As shown in the Alon-Marshall paper you cite, an analogous statement holds for any class of graphs with bounded acyclic chromatic number (Indeed, their result for planar graphs relies only on the fact that every planar graph has acyclic chromatic number at most $5$).
More precisely, Theorem 2.3 in that paper says that for every $k$ and every $n$, there exists a graph $G_n$ on at most $k n^{k-1}$ vertices, whose edges are colored by $1, \dotsc, n$, such that for every graph $H$ on $n$ vertices, with acyclic chromatic number at most $k$, and which is edge-coloured using $1, \dotsc, n$; maps homomorphically into $G_n$.
Thus we would get an analogous result for flat graphs if we can show that the class of flat graphs have acyclic chromatic number at most $k$, for some integer $k \geq 0$.
By using arguments of Nešetřil and Ossona de Mendez we can show that indeed some non-specified value $k$ as above exists. The argument goes as follows:
- The class of flat graphs is equivalent to the class of linklessly embeddable graphs. All such graphs have chromatic number at most $5$ (see https://en.wikipedia.org/wiki/Hadwiger_conjecture_%28graph_theory%29#Special_cases_and_partial_results for details).

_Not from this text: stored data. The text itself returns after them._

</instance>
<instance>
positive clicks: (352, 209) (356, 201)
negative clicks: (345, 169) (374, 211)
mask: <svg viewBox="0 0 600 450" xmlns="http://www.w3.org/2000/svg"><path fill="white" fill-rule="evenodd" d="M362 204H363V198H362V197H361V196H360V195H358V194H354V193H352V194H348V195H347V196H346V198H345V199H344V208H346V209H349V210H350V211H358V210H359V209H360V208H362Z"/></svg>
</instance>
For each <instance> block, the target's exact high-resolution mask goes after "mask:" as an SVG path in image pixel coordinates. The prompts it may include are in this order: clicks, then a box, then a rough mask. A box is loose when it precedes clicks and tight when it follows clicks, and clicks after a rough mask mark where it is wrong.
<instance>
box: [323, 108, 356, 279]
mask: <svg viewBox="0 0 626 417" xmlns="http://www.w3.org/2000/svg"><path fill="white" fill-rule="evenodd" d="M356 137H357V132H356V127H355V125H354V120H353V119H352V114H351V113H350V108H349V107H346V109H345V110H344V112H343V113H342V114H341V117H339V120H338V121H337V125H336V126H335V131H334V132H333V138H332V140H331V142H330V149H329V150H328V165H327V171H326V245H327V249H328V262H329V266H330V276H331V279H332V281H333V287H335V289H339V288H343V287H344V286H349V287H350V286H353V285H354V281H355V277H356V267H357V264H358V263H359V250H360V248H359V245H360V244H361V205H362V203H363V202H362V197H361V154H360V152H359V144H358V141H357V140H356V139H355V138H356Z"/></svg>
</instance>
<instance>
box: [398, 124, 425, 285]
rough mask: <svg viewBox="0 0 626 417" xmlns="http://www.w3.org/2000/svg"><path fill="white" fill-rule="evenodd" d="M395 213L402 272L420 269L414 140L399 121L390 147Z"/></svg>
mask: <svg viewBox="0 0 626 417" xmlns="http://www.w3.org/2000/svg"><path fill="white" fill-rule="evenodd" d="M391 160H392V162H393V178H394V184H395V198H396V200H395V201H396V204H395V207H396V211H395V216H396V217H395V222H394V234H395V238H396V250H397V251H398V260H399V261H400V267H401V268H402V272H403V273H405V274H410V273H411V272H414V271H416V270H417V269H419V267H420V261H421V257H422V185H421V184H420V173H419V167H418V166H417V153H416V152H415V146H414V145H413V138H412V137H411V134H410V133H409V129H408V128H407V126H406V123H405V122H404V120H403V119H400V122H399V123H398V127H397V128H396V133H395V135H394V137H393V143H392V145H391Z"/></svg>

- Nešetřil and Ossona de Mendez (see Theorem 1.1 in their paper) that the acyclic chromatic number of any graph $G$ is bounded from above by $f(r)$, where $r$ is the maximum chromatic number over all minors $H$ of $G$, and $f$ some function.
- Combining both facts, we get that $k = f(5)$ is such that any flat graph has acyclic chromatic number at most $k$.
I have not checked if the function $f$ in the paper is explicit, but that would give you a concrete value for $k$. You can also avoid this if you happened to get a bound for the acyclic chromatic number of flat graphs, I also have not checked if such bounds exist.
Nešetřil, Jaroslav; Ossona de Mendez, Patrice, Colorings and homomorphism of minor closed classes, Aronov, Boris (ed.) et al., Discrete and computational geometry. The Goodman-Pollack Festschrift. Berlin: Springer (ISBN 3-540-00371-1/hbk). Algorithms Comb. 25, 651-664 (2003). ZBL1071.05526.